The Gas Will Flow?
Oil prices are looking tired as it appears Russia and Ukraine may have a deal that will keep the gas flowing. This comes despite ongoing fighting after the Ukraine election gave Russian President Putin a serious setback. Pro-European and candy maker Petro Poroshenko got 53% of the vote Sunday to be their next president during the Sunday election. Word that Russia and Ukraine may be close to a deal that will pay Russia $2 billion dollars this week and a half a billion next is giving hope that tension may ratchet down and the feared disruption of supply may not come to pass. In the meantime a slew of option expirations in oil products as well as natural gas and metals may provide the volatility that has been recently lacking.

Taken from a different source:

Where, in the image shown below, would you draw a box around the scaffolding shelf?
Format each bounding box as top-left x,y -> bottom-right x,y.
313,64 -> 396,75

Still the fighting is keeping enough unease in the market place. The New York Times reports that it appears that they have removed rebels from the airport in the east. “The new Ukrainian government struck the separatists in this eastern province with a major military offensive on Monday, battling them over an important provincial airport in ground fighting that lasted for hours. The rebels were left scattered and shaken, just one day after a successful national election they had tried to disrupt.”
Russia’s Foreign Minister, according to Dow Jones, is demanding that Ukraine stop using military force on civilians. So the tensions have not completely gone away. Gold is sliding to a two week low as the market seems content with the status quo in Ukraine. Yet tensions between Vietnam and China are heating up after China sunk a Vietnamese fishing vessel. India’s government is looking to lift gold import restrictions but not fast enough to inspire a rally on light summer volume. China is launching a global gold exchange.

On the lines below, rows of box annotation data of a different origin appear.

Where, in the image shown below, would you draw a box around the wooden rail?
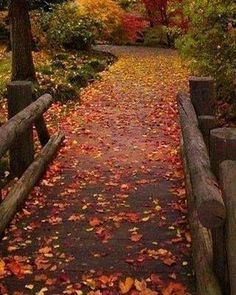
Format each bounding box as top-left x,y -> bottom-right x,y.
0,94 -> 53,158
177,93 -> 226,228
177,77 -> 236,295
0,81 -> 64,235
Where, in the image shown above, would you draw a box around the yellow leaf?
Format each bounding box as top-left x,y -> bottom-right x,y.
119,277 -> 134,294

Reuters reports that China has approached foreign banks and gold producers to participate in a global gold exchange in Shanghai, people familiar with the matter said, as the world's top producer and importer of the metal seeks greater influence over pricing. The Shanghai Gold Exchange (SGE) got the go ahead from the central bank last week to launch a global trading platform in the city's pilot free trade zone, a move that could challenge the dominance of New York and London in gold trade and pricing. Beijing's plans to open up gold trading comes at a time when the benchmark price-setting process for precious metals is under scrutiny. Barclays Plc became the first bank to be fined over attempted manipulation of the 95-year-old benchmark London gold market daily "fix" last week.
State-backed SGE has asked bullion banks such as HSBC, Australia and New Zealand Banking Group, Standard Bank, Standard Chartered and Bank of Nova Scotia to take part in the global trading platform, two people approached by the exchange said.